# Overnight Spur trip 12/18



## bigtallluke (Jul 14, 2012)

Left the dock around 11:30 am on Tuesday and ran towards the spur. We stopped at a bottom spot on the way in hopes to pull up some snowy grouper and/or scamp. Got two really nice scamp in the 20 lb range, and pulled up two really nice looking gags that unfortunately had to go back down. Got broken off by a freight train down there, so we will have to revisit that spot during season to see what that was all about. We got to the spur in time to troll a spread for about an hour before dark. The target for the trip was sword fish, so we deployed the sword baits promptly after dark. Baits were soaking a little bit before 6:00, and we got our first and only hookup one hour later on a bait soaking at 400'. The fish didn't fight very hard, so we were leery of its size ... after a quick 15 minute fight (and that was going easy on the fish) we boated the fish to get a quick measurement. It measured 40" from the lower jaw to the tail, so he got to go swim and hunt the depths again. He kicked off extremely well and looked strong after leaving our hands. The North wind started kicking up big time after midnight, so at 2:45 we pulled up the baits and pointed the bow North for what we knew was gonna be a rough ride home. It was indeed a rough ride, but we made it back in time to clean the boat and 2 scamp by lunch time. Although we didn't bring home a sword, it was still a success to at least boat the targeted prize. As always I learned a few more things to store in the ol noggin for next time.


----------



## bigtallluke (Jul 14, 2012)




----------



## Xiphius (Oct 10, 2007)

Way to go, nice little pup!


----------



## Bill Me (Oct 5, 2007)

What was the water temp at the Spur?


----------



## bigtallluke (Jul 14, 2012)

Bill Me said:


> What was the water temp at the Spur?


73.5* and the water was blended blue/green with pretty decent clarity.


----------



## Scruggspc (Mar 20, 2013)

Way to go brother.


----------



## Bill Me (Oct 5, 2007)

bigtallluke said:


> 73.5* and the water was blended blue/green with pretty decent clarity.


Lay down wind!


----------



## FishFighter92 (Jul 10, 2012)

The wind needs to die for a week and I'll be the happiest guy alive.


----------



## bigtallluke (Jul 14, 2012)

FishFighter92 said:


> The wind needs to die for a week and I'll be the happiest guy alive.

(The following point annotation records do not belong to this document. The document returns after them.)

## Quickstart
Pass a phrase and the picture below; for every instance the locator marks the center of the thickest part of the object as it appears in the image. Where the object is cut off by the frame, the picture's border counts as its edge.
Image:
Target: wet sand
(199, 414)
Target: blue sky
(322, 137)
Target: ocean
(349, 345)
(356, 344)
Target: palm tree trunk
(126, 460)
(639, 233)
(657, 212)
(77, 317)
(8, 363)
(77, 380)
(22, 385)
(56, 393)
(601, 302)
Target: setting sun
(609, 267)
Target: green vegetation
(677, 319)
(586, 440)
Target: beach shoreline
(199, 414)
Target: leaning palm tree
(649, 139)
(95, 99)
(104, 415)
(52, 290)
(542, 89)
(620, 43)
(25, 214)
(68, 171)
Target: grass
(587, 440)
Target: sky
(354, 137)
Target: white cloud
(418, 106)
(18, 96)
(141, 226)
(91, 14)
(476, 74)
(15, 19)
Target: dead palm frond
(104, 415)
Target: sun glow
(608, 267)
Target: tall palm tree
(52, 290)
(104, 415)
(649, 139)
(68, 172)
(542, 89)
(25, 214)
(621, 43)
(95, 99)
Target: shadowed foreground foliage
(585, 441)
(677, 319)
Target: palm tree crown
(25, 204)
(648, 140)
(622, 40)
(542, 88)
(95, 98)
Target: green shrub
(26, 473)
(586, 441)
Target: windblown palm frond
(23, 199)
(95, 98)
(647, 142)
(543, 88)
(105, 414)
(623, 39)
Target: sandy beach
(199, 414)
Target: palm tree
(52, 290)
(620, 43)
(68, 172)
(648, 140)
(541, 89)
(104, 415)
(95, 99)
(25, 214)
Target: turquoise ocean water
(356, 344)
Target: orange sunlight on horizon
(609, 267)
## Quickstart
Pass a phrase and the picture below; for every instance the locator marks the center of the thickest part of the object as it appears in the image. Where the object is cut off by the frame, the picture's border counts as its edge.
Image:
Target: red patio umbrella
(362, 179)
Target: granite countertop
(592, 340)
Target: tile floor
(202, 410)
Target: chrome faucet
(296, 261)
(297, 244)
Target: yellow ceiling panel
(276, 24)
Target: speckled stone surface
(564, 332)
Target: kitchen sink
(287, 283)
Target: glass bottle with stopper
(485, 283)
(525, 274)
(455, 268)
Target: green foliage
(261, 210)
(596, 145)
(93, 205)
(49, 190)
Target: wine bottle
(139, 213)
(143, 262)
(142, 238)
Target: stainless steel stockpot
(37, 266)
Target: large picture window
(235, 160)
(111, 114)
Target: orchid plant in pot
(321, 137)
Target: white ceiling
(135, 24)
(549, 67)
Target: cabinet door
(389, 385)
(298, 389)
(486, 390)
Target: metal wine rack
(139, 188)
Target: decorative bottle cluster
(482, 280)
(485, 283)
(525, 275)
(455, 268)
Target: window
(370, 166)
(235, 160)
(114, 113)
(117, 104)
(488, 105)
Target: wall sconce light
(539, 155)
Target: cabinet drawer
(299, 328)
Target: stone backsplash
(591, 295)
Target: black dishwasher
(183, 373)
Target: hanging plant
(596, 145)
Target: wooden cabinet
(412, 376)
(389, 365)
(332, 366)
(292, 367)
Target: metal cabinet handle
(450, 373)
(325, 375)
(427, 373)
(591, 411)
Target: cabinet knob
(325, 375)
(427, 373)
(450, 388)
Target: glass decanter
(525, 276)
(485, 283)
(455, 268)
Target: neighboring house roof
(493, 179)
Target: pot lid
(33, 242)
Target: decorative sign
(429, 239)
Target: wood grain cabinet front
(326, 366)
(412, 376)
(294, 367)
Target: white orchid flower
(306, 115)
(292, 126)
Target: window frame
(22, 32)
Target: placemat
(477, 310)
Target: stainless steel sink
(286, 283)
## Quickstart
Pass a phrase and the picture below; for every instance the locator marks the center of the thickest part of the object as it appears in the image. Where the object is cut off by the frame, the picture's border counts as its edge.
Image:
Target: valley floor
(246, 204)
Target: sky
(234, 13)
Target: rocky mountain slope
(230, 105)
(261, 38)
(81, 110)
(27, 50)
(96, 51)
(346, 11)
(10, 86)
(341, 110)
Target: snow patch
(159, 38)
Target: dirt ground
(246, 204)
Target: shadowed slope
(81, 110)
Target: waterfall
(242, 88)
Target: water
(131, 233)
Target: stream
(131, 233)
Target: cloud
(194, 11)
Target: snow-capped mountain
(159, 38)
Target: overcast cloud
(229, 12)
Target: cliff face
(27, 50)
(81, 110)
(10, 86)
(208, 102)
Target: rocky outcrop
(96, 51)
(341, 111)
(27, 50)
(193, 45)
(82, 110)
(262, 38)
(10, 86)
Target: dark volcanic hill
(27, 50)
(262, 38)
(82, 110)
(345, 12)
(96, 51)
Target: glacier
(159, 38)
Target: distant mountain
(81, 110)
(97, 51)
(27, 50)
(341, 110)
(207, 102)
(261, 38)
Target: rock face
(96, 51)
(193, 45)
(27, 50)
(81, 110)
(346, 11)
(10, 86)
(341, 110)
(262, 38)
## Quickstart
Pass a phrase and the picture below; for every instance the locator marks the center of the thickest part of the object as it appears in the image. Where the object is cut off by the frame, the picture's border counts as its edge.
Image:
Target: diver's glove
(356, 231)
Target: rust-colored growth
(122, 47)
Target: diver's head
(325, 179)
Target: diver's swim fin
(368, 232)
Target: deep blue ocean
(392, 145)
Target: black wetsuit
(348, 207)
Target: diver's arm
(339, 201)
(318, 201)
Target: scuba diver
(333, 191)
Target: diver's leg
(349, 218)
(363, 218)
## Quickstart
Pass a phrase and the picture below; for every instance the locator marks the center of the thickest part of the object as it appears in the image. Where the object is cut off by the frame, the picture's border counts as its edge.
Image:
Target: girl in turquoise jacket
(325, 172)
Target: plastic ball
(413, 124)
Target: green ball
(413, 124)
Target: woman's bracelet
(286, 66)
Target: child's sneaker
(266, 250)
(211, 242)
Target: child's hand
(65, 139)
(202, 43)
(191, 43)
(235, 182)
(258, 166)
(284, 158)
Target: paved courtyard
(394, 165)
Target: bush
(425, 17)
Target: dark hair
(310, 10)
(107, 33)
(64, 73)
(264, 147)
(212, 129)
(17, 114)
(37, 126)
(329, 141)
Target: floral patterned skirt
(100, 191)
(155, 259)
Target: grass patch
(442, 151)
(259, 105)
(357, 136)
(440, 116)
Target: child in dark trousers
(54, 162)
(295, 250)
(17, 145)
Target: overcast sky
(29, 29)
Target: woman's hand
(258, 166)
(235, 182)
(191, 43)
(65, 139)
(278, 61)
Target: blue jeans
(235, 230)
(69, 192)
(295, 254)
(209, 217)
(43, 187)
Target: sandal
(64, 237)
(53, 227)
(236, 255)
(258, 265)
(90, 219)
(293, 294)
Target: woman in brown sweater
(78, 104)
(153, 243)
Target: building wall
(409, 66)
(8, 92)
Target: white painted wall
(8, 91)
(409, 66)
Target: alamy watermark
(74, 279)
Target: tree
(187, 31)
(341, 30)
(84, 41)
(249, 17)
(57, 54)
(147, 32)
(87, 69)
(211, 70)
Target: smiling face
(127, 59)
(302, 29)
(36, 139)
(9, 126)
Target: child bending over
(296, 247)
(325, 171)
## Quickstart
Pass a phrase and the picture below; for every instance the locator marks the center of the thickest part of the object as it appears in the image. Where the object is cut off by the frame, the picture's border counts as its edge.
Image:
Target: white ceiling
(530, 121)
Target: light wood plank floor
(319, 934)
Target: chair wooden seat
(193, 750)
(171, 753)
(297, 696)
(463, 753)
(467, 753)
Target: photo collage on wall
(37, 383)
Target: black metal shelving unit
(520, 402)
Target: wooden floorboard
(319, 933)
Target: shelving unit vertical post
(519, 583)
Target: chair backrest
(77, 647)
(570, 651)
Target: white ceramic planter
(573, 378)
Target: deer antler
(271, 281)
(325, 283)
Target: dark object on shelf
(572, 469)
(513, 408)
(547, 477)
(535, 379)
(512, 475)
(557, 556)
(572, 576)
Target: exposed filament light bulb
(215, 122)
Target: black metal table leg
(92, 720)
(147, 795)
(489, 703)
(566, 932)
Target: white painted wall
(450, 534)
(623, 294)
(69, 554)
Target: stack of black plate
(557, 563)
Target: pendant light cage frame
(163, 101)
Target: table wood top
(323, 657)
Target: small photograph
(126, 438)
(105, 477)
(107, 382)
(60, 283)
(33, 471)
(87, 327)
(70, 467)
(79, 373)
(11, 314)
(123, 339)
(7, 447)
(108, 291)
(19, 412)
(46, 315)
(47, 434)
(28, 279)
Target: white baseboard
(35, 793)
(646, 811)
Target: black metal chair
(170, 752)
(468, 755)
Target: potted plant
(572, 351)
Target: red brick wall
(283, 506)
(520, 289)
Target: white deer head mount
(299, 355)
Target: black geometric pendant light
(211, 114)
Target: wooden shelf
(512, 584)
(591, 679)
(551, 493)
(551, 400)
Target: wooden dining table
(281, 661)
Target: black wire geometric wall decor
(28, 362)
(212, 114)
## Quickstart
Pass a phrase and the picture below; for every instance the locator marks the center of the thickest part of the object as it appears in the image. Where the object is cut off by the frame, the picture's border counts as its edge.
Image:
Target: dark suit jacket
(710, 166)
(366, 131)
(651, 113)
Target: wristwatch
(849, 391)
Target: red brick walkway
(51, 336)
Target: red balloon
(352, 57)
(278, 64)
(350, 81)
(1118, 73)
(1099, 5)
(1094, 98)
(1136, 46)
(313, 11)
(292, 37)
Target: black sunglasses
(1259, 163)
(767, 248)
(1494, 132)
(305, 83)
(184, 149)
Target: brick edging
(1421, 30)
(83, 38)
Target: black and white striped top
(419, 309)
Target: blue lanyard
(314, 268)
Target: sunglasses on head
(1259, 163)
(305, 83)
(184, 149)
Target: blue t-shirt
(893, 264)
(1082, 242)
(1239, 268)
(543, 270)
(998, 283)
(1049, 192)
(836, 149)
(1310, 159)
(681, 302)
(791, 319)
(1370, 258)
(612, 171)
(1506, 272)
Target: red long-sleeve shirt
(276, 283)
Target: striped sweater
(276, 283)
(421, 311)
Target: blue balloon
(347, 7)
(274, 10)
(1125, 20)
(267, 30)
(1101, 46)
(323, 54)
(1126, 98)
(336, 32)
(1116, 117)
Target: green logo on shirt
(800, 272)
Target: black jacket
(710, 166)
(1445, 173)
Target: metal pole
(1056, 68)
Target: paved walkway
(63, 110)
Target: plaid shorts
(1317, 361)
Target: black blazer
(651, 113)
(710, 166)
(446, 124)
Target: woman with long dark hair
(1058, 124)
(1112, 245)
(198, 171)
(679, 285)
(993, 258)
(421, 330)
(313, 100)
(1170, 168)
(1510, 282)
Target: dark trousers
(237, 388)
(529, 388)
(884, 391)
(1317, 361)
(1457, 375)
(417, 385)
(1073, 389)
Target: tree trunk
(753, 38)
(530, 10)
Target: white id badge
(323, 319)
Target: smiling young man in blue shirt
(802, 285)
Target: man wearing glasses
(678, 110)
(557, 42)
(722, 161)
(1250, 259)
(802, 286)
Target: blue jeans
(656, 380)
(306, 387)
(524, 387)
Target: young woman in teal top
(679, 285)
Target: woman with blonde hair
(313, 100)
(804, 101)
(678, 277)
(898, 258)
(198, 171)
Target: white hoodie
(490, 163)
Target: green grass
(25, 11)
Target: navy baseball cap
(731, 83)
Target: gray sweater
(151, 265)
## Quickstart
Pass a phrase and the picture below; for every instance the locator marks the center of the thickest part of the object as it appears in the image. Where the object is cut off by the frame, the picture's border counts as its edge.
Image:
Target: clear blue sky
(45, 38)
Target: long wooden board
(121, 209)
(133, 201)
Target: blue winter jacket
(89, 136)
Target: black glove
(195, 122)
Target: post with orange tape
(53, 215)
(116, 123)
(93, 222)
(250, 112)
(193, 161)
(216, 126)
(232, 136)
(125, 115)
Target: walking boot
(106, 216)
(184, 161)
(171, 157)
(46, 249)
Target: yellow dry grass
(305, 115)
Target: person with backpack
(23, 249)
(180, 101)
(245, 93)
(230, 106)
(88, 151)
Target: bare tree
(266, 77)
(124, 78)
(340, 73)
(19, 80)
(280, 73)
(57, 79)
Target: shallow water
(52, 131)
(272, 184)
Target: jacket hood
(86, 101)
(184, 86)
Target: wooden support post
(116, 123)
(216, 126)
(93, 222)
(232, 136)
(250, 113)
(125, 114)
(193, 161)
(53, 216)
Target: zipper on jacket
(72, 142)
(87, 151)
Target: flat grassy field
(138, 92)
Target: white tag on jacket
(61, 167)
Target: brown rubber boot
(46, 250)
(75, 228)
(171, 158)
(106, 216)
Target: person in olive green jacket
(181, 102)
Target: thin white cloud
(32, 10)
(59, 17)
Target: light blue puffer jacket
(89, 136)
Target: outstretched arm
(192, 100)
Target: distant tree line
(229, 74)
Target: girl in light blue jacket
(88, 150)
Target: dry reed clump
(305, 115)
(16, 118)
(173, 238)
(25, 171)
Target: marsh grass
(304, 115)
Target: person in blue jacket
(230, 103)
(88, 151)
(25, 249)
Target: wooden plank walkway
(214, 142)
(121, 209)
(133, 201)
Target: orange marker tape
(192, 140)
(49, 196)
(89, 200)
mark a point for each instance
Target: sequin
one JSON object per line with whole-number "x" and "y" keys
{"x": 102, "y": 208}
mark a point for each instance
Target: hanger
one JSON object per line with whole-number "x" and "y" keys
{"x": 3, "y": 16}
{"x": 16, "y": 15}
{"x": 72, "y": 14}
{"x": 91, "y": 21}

I heard that Steven!! I hear the tuna fishing is out of control good right now if you can stand to battle the seas. I was in half hitch the other day getting supplies for the trip and they were saying that guys had been battling 15' + seas out at the rigs just in the name of YFT!! One boat returned with a cracked hull lol.... But they got it done out there!


----------



## cobe killer (Apr 13, 2008)

nice little fellow. he'll be a contender one day!!! that's some fine scamp!


----------



## Fish Eye (Apr 4, 2013)

Way to make it happen in December!!!


----------